We talked about how he could manage the additional cost following a cut in his housing benefit, short of stopping eating and heating the home he was unable to identify any other savings. He was resigned to having to move to a smaller property but did not want to do it. The current home is the one he raised his children in, the one his wife shared with him until she died. He was proud of the home and the time, effort and money he had clearly put into it. Leaving that to start again was a thought that (I observed) made him so very anxious and visibly shaken.
When I went door knocking I met a lady who is blind and lives in a two-bedroom property. She will get a cut in benefit due to the ‘bedroom tax’. She has lived in her home around 20 years and it has been adapted for her needs. Her neighbour acts as a carer for her too.
If she is forced to move because she can’t afford to stay she will have to leave the community she loves because there are no one-bedroom properties in her area. If she moves away she will leave an area she is able to safely travel around because she knows it so well.’

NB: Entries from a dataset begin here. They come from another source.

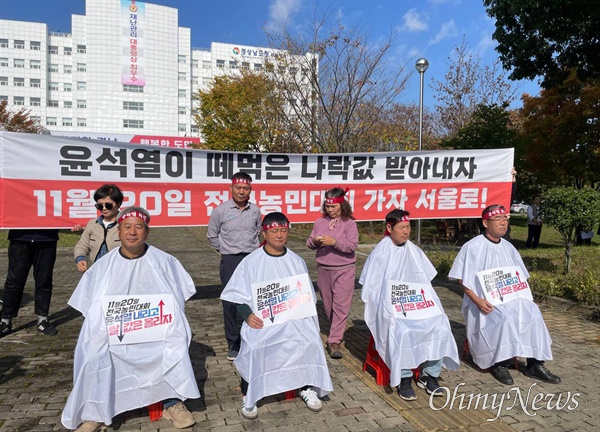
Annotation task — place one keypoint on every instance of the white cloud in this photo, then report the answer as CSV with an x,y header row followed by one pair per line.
x,y
448,30
281,10
414,21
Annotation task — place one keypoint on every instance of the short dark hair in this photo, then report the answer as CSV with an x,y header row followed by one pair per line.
x,y
491,208
275,217
111,191
346,207
395,216
242,175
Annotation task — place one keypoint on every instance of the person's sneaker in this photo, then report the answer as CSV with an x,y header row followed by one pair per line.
x,y
47,328
334,351
248,412
179,415
309,396
430,384
541,372
5,328
405,390
232,354
88,426
502,374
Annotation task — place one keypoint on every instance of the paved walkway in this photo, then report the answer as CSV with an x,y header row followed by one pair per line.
x,y
36,370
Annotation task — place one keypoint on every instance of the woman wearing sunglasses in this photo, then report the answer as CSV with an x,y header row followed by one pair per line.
x,y
100,235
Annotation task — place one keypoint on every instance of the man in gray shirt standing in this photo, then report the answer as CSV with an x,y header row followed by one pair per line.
x,y
233,231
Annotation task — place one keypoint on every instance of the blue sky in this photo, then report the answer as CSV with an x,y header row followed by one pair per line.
x,y
423,28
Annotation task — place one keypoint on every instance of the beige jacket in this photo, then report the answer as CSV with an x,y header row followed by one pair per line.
x,y
92,238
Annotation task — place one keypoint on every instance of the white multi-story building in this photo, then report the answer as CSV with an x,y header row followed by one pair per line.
x,y
127,67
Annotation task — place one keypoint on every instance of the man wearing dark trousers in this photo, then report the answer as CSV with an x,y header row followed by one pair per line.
x,y
233,231
29,247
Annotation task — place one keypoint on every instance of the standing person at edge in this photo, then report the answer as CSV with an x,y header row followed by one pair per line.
x,y
27,248
100,235
404,342
498,333
335,238
233,231
534,224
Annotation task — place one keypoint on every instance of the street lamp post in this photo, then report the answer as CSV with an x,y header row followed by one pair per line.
x,y
421,65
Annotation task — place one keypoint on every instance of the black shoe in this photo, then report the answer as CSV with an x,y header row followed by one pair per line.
x,y
430,384
47,328
5,329
541,372
502,374
405,390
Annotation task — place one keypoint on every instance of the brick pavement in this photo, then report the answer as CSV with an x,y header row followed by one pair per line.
x,y
36,370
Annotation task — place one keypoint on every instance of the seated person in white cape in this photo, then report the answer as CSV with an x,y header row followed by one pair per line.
x,y
281,346
403,311
133,347
502,319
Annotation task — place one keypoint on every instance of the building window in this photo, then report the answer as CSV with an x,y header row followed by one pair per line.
x,y
133,106
133,89
133,124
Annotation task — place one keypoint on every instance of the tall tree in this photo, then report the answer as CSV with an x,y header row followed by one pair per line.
x,y
562,127
547,38
19,121
342,86
467,85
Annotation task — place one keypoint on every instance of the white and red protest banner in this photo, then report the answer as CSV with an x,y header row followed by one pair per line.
x,y
412,301
504,284
49,182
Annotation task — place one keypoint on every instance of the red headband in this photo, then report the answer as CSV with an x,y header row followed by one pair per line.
x,y
492,213
134,213
337,200
275,225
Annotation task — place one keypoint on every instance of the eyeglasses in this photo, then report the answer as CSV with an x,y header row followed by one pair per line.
x,y
107,206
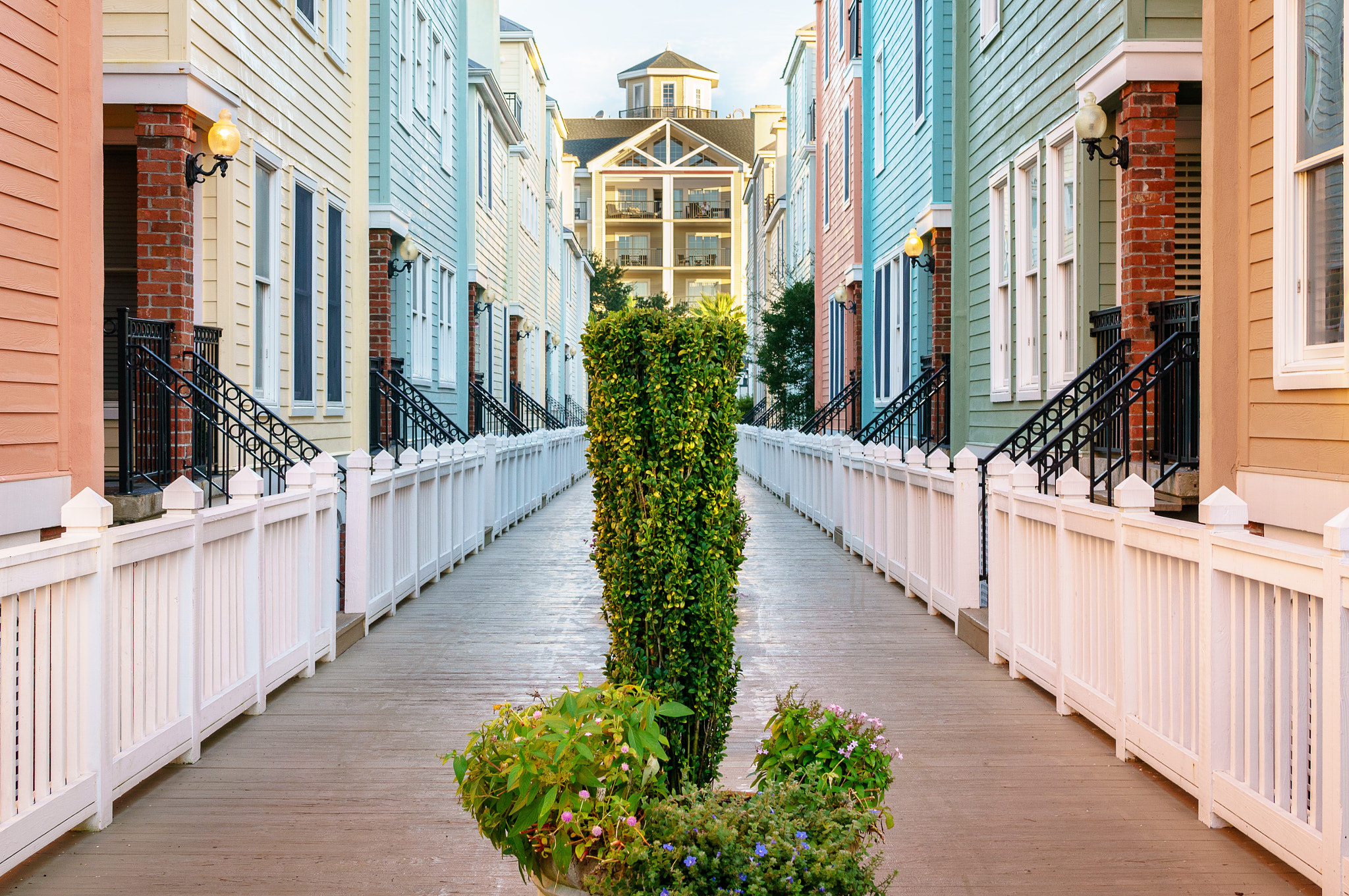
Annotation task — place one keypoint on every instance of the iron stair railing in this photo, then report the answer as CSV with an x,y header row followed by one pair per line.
x,y
529,411
919,417
489,415
401,417
842,415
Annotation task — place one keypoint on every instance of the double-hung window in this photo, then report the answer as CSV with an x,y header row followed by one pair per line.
x,y
1309,250
1000,287
1027,199
1060,247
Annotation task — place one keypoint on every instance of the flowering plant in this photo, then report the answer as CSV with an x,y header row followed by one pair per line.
x,y
790,839
568,777
848,749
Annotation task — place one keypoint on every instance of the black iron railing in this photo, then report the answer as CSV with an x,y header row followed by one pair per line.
x,y
401,417
842,415
919,417
1145,425
487,415
529,411
575,413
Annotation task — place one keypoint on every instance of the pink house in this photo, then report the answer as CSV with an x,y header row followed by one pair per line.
x,y
838,205
51,263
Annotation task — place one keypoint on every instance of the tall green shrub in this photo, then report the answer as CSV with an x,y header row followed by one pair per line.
x,y
668,525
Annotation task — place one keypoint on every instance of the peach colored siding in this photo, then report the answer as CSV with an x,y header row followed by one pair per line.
x,y
50,242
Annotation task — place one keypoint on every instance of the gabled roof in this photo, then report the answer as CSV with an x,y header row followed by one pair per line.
x,y
667,60
592,138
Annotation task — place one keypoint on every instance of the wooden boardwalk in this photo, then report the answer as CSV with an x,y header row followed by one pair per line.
x,y
336,789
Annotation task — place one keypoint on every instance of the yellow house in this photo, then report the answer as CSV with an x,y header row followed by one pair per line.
x,y
258,269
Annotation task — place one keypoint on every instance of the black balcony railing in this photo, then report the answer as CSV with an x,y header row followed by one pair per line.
x,y
634,257
530,413
667,112
920,415
487,415
633,209
703,209
703,257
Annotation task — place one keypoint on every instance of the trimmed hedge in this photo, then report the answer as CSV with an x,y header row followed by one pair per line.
x,y
668,525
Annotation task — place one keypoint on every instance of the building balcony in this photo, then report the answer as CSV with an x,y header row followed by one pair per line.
x,y
667,112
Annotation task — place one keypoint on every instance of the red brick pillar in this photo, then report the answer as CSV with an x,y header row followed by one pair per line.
x,y
1147,208
165,282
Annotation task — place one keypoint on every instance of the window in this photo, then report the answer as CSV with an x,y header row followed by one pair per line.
x,y
448,336
1060,246
848,153
1027,201
879,111
422,319
991,19
335,330
918,60
1309,321
302,302
1000,288
338,27
266,246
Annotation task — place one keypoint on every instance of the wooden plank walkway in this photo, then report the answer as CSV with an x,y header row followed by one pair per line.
x,y
336,789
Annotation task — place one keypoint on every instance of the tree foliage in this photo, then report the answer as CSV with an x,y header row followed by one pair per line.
x,y
668,525
785,351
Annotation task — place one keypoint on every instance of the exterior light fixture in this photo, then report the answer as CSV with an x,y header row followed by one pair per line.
x,y
223,140
485,301
840,297
408,251
1090,126
914,248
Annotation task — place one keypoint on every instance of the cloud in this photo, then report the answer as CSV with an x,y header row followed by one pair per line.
x,y
587,43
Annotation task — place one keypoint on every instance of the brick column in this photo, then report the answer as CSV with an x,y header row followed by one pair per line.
x,y
1147,208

This tax will not solve the overcrowding problem and will not reduce the housing bill. This tax will lead to mass evictions, the breakdown of communities and to huge levels of personal suffering. It shows how fake is the veneer of this government’s apparent commitment to fairness. It is an all-out attack on the poorest of society to solve their debt crisis, whilst at the same time removing any responsibility from the governing elite for dealing with the massive inequalities the neoliberal project has delivered.